Summary; It's my opinion that human beings are only conscious because they were designed to be so; that this could not have happened via some chemical accident.

Notes;
1. 60 Second Philosopher - Andrew Pessin/ch. 4.
- I was surprised to see that this book [of daily meditations] wasn't more popular. I suspect this was because the author was too demanding of his readers. I hope to rectify his mistake with my new book 'Philosophy in 60 seconds a week :=)
2. to pretend the mind doesn't exist is like pretending software doesn't exist. (We were designed to think, act and respond in certain ways. The bible claims that this 'programming' has gone wrong in some way; that man no longer the same as in the original creation.)
- I might add here that no one who has read the bible carefully, and as intended, can doubt that the creation (including man) has changed from its state in the original creation. Creationists may have taught an unchanging creation, but this wasn't biblical. (Since the books of the bible weren't written to satisfy man's fallen curiosity, the details aren't given to us.)
3. I don't see anything wrong with using terms like spirit (soul, etc.) to represent the information we see in genetic code. (There is after all nothing we can see or touch in information itself.
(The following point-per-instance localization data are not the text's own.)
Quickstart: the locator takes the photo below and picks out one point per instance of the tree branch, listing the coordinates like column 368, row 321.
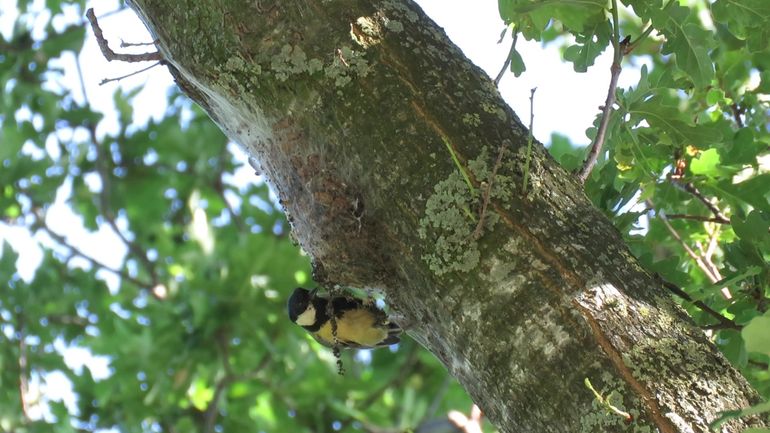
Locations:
column 212, row 410
column 693, row 255
column 723, row 322
column 23, row 366
column 690, row 187
column 122, row 274
column 596, row 146
column 107, row 51
column 698, row 218
column 507, row 59
column 104, row 197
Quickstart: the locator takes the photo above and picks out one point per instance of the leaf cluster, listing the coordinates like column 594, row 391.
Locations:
column 685, row 173
column 191, row 323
We can think of information as immaterial.) I see it (at least) as an intuition that there's more to living organisms than mere matter. (I admit to liking the term informed matter... which I seem to recall someone using to describe Aristotle's take on Plato's forms.) Terms like spirit gave people a way to talk about a very real phenomenon while the genetic code was unknown. It (spirit) respected human experience, while the philosopher friendly (and Rationalist) idea of materialism discounted human experience.
4. The idea the brain is all there is... and that there is no mind, is as foolish a notion as claiming a computer is only hardware. The observation that brain is just matter completely misses the point.
5. To claim that thoughts can be boiled down to the firing of neurotransmitters is like saying a book can be boiled down to paper and ink. Neuro-biologists fail to understand the concept of information.
6. People who claim that religious experience can be boiled down to a brain malfunction (eg. Susan Greenfield) have ceased being empiricists. If all is merely matter in motion nothing can be a malfunction. Just as David Hume said that no one sees causation, no one sees malfunction. All one sees is matter in motion. The idea of malfunction depends on a standard; and that's not reductionism.
- These people never bother to define religion or spiritual either, which is very convenient for them.